Si le XXe siècle a marqué une période d'expansion dans le domaine de la conservation de l'art, les mesures d'entretien des objets culturels sont beaucoup plus anciennes. En effet, les méthodes de conservation-restauration, couramment pratiquées par des artistes et des artisans, étaient pratiquées de manière empirique, souvent issues d'un apprentissage autodidacte et transmises de générations en générations depuis le XVIIIe siècle. Le XVIIIe siècle voit l'essor de restaurateurs spécialisés et marque le début d'un débat esthétique sur les effets du temps sur les objets culturels. Les innovations apportées aux matériels pour artistes et les collaborations croissantes entre les disciplines de l'art et de la science au XIXe siècle, ont introduit de nouvelles problématiques dans le domaine de la conservation. L'intégration progressive de la science et des méthodes instrumentales innovantes dans l'examen du patrimoine a initié un Scientific Turn dans la discipline au cours du XXe siècle, renforçant les connaissances sur la matérialité des artefacts.
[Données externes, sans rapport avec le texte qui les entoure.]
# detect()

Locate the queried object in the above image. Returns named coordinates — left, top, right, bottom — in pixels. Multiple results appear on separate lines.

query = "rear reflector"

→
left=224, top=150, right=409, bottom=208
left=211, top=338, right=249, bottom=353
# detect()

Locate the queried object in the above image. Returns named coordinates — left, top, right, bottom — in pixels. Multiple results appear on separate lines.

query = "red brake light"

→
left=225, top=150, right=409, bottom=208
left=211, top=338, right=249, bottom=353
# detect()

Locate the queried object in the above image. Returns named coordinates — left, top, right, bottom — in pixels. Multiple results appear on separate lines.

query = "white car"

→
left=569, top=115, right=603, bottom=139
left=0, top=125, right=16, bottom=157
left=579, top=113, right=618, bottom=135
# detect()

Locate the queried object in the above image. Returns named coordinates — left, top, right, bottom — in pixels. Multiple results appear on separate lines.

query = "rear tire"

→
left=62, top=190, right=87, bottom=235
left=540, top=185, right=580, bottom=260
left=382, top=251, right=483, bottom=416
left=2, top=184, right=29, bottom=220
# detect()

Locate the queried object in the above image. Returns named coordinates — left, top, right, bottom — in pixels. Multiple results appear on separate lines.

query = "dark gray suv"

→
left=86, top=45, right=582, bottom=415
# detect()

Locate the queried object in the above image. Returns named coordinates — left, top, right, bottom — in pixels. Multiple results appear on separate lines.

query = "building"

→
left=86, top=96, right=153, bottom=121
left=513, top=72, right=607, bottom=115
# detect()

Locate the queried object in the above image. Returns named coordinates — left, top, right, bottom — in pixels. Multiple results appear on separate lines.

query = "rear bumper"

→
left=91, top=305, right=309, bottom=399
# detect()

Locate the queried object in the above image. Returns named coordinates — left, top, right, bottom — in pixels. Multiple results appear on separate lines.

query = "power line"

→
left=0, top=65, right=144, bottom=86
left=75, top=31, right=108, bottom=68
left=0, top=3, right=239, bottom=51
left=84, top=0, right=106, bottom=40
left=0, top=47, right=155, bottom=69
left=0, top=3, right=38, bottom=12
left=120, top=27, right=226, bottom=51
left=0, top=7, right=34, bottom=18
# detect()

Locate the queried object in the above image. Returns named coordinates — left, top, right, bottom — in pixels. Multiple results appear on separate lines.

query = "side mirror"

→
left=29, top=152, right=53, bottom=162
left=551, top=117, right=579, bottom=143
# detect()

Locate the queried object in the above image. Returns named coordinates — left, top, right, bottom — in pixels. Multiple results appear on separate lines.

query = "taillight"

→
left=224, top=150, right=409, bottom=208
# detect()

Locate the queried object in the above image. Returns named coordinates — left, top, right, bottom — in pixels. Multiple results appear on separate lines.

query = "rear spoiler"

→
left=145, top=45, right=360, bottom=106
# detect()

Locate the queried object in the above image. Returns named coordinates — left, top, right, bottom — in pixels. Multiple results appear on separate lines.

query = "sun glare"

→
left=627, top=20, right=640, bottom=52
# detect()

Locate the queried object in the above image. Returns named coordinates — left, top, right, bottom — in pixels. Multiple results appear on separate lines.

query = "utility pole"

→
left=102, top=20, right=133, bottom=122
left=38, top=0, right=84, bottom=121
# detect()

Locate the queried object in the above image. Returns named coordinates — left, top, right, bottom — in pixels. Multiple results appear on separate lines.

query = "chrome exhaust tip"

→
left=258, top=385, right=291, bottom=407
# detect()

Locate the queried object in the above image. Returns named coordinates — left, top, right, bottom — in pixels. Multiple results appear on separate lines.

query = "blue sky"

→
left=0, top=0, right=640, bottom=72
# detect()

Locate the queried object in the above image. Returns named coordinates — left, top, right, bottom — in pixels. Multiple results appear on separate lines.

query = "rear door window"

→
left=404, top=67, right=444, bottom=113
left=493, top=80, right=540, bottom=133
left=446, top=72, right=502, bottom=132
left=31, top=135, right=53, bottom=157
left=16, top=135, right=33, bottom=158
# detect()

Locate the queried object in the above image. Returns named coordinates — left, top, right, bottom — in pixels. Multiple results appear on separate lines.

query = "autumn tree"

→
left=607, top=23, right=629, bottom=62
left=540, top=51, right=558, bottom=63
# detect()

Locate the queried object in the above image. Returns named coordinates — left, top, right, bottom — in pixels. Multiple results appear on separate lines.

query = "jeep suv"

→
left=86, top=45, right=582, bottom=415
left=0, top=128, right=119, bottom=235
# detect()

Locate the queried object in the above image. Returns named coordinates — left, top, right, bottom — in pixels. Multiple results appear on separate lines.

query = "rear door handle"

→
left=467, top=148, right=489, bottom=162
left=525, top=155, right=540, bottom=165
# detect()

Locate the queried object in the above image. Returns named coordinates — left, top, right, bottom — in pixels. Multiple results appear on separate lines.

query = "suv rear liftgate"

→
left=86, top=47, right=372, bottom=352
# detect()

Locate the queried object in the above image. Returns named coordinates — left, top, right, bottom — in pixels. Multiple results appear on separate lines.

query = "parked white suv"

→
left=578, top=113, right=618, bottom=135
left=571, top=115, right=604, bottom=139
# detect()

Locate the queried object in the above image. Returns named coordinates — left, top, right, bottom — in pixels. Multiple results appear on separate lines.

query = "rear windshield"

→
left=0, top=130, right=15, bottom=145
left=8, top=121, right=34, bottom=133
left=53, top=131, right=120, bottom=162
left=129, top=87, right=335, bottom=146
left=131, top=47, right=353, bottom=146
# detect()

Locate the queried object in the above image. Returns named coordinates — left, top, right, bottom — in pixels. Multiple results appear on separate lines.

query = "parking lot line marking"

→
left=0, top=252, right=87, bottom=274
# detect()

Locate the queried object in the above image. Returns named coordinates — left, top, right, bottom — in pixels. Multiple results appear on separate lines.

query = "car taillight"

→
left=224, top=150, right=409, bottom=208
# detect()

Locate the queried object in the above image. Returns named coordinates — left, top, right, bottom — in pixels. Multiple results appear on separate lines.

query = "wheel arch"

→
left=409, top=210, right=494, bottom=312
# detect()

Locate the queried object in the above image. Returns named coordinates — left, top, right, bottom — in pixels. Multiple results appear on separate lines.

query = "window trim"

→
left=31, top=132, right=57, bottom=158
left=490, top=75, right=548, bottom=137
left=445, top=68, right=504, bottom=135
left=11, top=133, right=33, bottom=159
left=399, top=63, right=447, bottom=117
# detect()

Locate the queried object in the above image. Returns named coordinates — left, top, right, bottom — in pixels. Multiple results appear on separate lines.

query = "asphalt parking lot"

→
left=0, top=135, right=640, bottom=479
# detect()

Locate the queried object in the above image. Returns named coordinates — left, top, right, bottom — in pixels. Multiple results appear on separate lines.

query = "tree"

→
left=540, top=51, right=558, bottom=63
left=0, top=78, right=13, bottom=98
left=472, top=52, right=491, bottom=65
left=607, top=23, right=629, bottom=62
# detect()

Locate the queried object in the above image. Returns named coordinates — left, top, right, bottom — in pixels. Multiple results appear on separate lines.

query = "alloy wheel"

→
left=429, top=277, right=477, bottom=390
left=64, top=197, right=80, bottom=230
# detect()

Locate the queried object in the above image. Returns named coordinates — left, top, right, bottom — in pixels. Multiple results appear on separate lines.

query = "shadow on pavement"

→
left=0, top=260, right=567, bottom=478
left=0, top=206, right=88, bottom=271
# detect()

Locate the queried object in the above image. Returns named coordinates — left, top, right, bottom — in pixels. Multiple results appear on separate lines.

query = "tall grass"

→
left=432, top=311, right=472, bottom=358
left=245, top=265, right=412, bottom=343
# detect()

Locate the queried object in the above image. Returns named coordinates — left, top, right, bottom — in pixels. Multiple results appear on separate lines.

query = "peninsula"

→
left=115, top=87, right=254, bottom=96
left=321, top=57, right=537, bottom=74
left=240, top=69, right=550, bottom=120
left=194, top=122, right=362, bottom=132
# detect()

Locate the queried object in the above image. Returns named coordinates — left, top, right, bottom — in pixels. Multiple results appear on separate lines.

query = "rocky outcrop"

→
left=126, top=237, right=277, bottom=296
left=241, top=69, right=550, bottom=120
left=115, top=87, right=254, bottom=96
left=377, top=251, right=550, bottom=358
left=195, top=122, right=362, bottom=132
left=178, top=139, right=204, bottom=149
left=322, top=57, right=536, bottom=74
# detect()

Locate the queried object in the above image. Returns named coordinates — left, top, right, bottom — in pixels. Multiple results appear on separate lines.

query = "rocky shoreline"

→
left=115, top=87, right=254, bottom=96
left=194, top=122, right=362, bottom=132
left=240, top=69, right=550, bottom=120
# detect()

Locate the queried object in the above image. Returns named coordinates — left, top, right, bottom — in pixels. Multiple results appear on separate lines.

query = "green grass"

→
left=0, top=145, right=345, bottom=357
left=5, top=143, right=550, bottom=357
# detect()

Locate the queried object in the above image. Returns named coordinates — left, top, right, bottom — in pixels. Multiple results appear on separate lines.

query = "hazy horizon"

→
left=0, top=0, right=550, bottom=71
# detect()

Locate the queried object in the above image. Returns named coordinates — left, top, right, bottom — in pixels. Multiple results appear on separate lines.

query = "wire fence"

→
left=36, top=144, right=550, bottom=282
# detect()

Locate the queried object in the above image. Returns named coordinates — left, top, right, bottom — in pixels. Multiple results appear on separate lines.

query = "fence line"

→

Alors que la mondialisation des marchés de l'art ouvre des dialogues internationaux, la discipline amorce un Green Turn (plus récent) tourné vers l'éco-durabilité et l'éco-responsabilité. Avec un lent retour et intérêt vers les matériaux naturels respectueux de l'environnement, des artefacts et des praticiens, les techniques et pratiques anciennes s'en trouvent priviligiées. Tandis que les musées ethnographiques s'intéressent davantage aux liens entre conservation et colonialisme ces dernières années, un Postcolonial Turn est palpable au sein de la discipline.
Les pratiques de restauration anciennes sont considérées comme les interventions fondatrices de la discipline favorisant la stabilité et la pérennité des œuvres d'art. La preuve de ces premières méthodes, issues d'un savoir-faire artisanal et de recettes d'atelier, sont enregistrées dans les documents d'archives, même si celles-ci sont rares et fragmentaires. Les œuvres elles-mêmes et leurs matériaux constitutifs portent aussi la trace de cette histoire des techniques de conservation-restauration à travers le temps. Ces documents d'archives multidimensionnelles reflètent aussi la variété des modes de restauration et de soins exécutées selon des contextes particuliers répondant à des intérêts et des objectifs des différents partis impliqués dans l'acte de restauration. Ils apportent également de nouvelles preuves dans la compréhension des intéractions et de l'organisation du réseau du monde de l'art, y compris le marché de l'art.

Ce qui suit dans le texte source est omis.